BIS treatment of osteoporosis has been shown to reduce typical fractures by about one-fourth. Since typical fractures are 15-20 times more common than atypical fractures, approximately four times as many more atypical fractures than have been reported would have had to occur to make the risk-benefit ratio unfavorable. Additionally, not all atypical fractures are attributable to BIS use. Finally, the increased risk for atypical fracture was much more common in subjects who used BIS for more than 5 years.

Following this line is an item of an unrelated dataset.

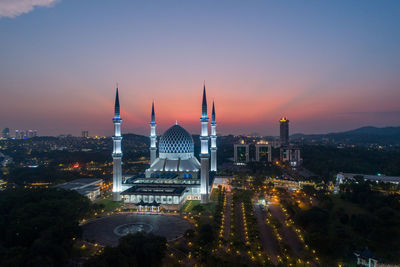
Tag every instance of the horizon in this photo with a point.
(328, 67)
(227, 134)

Atypical fractures are an appropriate concern. Nonetheless, the typical fracture risk reduction far outweighs risk of atypical fracture induction. Risk for atypical fracture might be reduced by suggesting a drug holiday after 5 years of BIS use, particularly in women at the lower end of the spectrum of risk.
Can Antihypertensive Treatment Benefit Persons Without Hypertension?
Source: Thompson AM, et al. Antihypertensive treatment and secondary prevention of cardiovascular disease events among persons without hypertension: A meta-analysis. JAMA 2011;305:913-922.
Clinical trial data have shown that more than one-third of persons with prehypertension (130-139/86-89 mm Hg) will develop frank hypertension over a 4-year interval. Indeed, the lifetime risk of developing hypertension in the U.S. general population is approximately 90%. Although treatment of hypertension provides important risk reduction, clinicians rightfully wonder whether providing antihypertensive treatment to high-risk individuals (e.g., diabetics, persons with manifest cardiovascular disease) at the stage of prehypertension or even before might be beneficial.
Thompson et al performed a meta-analysis of 25 clinical trials that treated persons with prehypertension or normotension (total n = 40,395). Antihypertensive treatment classes included beta-blockers, ACE inhibitors, ARBs, calcium channel blockers, and diuretics, either alone or in combination.
Outcomes consistently favored antihypertensive treatment. The relative risk of stroke was reduced by 23%, MI by 20%, CHF by 29%, and all-cause mortality by 13%, all of which were statistically significant. These results suggest that patients at high risk of cardiovascular disease may benefit from use of antihypertensive pharmacotherapies at lower blood pressure than traditionally used as a threshold.